Once sufficiently inebriated, the group, very responsibly, got a taxi to take us the last 10km to the festival ... which in fact turned out to be country music concert (a mix between Irish and country and western). My new-found friends amazingly paid for my entrance ticket which I was baulking at paying (at over £30 it was more than my day's budget and I'm not that big a fan of country music to begin with), and I spent the rest of the night jumping about inanely (I wouldn't call it dancing) and having a fantastic time until the early hours of the morning before I had to slink off and get some sleep (I managed to find a quiet and cosy little corner in the local dock) before another long day of hitching.
As well as being an amazingly unexpected, surreal and, most importantly, fun experience, the little adventure made me realise something profound: Norwegians secretly want to be Americans. After making enquiries I discovered that, far from being isolated events, such concerts are hugely popular in small-town Norway and are held with extreme regularity, which could be witnessed from the authentic looking gear that many people were wearing and the moves they were busting - certainly no amateurs. Then there is another phenomenon that had me scratching my head. On weekends in smaller Norwegian towns (and many Swedish ones close to the border) people cruise around in vintage 50s and 60s Cadillacs, Oldsmobiles and Buicks, not with any destination in mind, but just cruising. Many are even dressed up in their rock 'n roll finery and one could be forgiven for thinking they had stepped into some strange time warp or onto the set of Grease. I have still to find a reason for this strange Norwegian obsession with Americana, but it has been very surprising to see.


Romanian Observer said...

I've been surprised with the impact of Americanisms in Sweden as well. After all, the national snack of Sweden is the "hot dog", which boys and girls consume in large quantities. I wasn't aware until someone told me and from that moment on I kept seeing everyone eating hot dogs everywhere. Even IKEA, who so proudly brand themselves as the international carriers of Swedish mentality offer hot dogs at the exit of their worldwide shops.
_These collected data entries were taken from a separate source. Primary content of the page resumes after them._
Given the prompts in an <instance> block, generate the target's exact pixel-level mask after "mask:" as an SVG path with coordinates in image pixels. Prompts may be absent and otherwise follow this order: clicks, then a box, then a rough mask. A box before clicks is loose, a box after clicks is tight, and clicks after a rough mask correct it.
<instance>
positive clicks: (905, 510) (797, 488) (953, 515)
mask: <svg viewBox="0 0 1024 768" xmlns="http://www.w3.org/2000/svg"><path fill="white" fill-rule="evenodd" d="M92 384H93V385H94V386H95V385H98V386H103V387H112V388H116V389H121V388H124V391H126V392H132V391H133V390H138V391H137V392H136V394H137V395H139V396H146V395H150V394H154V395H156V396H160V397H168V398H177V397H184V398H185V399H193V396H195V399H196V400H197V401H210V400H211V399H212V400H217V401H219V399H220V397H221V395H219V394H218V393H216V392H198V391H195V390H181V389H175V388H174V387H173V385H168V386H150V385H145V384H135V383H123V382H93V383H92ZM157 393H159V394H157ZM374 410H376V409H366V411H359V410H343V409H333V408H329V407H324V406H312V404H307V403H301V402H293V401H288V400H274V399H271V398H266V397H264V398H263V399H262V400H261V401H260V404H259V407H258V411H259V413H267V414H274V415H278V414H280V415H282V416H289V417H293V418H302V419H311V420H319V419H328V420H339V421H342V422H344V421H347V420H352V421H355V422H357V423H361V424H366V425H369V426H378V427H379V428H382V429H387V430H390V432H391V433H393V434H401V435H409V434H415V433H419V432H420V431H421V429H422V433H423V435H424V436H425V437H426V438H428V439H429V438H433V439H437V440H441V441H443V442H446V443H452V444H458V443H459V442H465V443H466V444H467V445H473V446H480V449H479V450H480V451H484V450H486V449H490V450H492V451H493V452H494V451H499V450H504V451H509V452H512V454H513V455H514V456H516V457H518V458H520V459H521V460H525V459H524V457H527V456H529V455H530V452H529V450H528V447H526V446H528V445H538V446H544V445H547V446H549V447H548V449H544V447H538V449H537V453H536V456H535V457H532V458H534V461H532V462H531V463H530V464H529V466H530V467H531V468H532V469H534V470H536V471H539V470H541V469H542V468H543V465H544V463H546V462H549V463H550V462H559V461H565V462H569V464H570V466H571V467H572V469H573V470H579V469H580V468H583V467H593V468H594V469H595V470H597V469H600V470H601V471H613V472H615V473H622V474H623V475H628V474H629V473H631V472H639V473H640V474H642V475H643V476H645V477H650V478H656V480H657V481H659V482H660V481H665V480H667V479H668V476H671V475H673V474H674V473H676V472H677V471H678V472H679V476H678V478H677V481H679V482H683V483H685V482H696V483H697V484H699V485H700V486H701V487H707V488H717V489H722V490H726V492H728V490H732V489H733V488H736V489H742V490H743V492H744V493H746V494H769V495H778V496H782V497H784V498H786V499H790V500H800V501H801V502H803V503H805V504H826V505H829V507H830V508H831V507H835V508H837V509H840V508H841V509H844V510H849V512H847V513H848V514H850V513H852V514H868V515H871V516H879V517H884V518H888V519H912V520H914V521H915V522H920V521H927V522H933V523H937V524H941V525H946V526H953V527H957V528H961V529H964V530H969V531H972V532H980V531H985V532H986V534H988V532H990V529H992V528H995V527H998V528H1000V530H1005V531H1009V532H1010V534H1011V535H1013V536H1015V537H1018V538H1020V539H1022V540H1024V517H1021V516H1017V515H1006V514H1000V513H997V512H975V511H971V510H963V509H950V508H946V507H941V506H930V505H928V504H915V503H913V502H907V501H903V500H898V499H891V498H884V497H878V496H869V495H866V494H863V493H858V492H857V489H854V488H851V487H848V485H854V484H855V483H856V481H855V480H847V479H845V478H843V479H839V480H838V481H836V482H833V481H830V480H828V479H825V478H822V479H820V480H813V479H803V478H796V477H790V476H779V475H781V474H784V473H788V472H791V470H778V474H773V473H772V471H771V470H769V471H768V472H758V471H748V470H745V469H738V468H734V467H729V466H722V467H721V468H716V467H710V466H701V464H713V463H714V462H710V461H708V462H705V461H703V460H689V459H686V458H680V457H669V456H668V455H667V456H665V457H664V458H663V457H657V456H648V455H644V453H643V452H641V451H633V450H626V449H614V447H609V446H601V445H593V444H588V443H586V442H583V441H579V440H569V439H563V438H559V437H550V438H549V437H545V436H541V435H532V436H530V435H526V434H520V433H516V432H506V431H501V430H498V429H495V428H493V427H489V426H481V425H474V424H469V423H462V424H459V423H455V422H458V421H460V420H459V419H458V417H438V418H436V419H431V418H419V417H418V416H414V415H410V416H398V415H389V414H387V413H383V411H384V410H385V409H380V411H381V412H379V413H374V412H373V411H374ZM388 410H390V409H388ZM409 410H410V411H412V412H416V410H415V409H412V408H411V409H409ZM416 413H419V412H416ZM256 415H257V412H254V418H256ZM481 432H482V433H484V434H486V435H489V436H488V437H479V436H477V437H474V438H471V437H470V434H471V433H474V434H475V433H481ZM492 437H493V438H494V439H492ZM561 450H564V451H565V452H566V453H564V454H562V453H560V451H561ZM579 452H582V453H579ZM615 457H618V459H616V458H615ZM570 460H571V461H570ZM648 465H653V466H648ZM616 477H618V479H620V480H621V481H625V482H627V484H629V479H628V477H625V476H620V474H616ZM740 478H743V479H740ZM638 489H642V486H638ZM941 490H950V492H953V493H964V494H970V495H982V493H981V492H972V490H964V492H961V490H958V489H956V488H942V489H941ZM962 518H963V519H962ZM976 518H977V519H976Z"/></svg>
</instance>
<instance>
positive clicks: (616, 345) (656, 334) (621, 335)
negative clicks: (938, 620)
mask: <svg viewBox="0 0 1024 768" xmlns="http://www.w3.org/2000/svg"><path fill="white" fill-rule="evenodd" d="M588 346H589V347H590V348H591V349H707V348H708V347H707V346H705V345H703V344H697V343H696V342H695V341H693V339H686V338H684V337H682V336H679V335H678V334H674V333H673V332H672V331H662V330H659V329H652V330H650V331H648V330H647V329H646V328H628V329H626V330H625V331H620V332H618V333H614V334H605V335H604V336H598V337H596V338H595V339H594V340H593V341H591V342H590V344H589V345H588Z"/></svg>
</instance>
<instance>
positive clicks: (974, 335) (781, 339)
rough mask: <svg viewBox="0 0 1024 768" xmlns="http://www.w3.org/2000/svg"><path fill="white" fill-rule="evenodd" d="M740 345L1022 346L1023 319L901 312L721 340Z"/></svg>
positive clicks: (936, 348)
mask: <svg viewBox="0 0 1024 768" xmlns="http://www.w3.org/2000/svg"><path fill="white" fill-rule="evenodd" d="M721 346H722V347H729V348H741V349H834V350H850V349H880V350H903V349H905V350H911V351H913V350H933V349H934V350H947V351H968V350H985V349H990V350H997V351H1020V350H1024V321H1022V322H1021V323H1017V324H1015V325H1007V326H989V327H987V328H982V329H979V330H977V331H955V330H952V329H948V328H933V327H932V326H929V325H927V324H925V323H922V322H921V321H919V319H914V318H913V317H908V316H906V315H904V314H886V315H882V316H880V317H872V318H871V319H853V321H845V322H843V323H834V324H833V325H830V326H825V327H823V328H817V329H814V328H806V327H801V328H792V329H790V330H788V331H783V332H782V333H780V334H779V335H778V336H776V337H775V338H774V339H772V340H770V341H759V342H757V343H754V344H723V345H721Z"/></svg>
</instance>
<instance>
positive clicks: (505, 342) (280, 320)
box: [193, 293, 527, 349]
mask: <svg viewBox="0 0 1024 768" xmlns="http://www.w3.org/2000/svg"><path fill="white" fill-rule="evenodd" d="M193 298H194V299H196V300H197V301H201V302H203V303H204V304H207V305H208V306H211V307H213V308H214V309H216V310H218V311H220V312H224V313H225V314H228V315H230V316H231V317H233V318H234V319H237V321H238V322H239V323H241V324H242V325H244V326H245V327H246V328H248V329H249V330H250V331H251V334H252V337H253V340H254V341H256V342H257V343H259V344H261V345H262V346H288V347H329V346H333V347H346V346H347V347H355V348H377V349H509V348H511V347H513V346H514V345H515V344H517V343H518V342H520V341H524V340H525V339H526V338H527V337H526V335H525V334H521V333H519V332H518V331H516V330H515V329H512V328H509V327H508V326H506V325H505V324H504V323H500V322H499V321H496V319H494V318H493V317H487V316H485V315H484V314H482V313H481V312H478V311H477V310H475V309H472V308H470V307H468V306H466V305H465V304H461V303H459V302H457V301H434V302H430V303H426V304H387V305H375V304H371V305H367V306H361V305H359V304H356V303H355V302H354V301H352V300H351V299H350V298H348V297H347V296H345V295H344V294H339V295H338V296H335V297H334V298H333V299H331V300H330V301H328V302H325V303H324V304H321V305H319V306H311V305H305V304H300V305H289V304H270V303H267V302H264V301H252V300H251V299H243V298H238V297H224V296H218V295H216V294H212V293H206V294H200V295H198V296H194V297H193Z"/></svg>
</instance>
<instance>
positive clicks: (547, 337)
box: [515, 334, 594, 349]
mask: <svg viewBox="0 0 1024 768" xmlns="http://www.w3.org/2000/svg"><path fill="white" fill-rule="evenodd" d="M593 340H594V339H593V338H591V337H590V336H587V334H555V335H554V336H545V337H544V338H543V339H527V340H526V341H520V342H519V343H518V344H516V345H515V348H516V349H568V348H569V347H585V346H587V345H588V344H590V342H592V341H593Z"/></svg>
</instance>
I haven't yet understood why Scandinavians are so obsessed with 60's cars, but it must be for the same reason they have such a huge 80's US glam rock scene (apart of the operatic and the extreme metal ones). Basically every young Swede has been in a glam band at some point in his life and I would speculate each has banged at least once a drunken chick in the backseat of an Oldsmobile.

Erik said...

One explanation for the old cars I've recently heard is because it's a way of avoiding taxes ("antique" cars are exempt apparently) although I'm not sure if I buy it as you don't see them being used day to day, just on weekends to go cruising. Otherwise, yes, hot dogs are big. Actually there probably even bigger in Denmark with their rodpolser (although I have to admit they are quite tasty).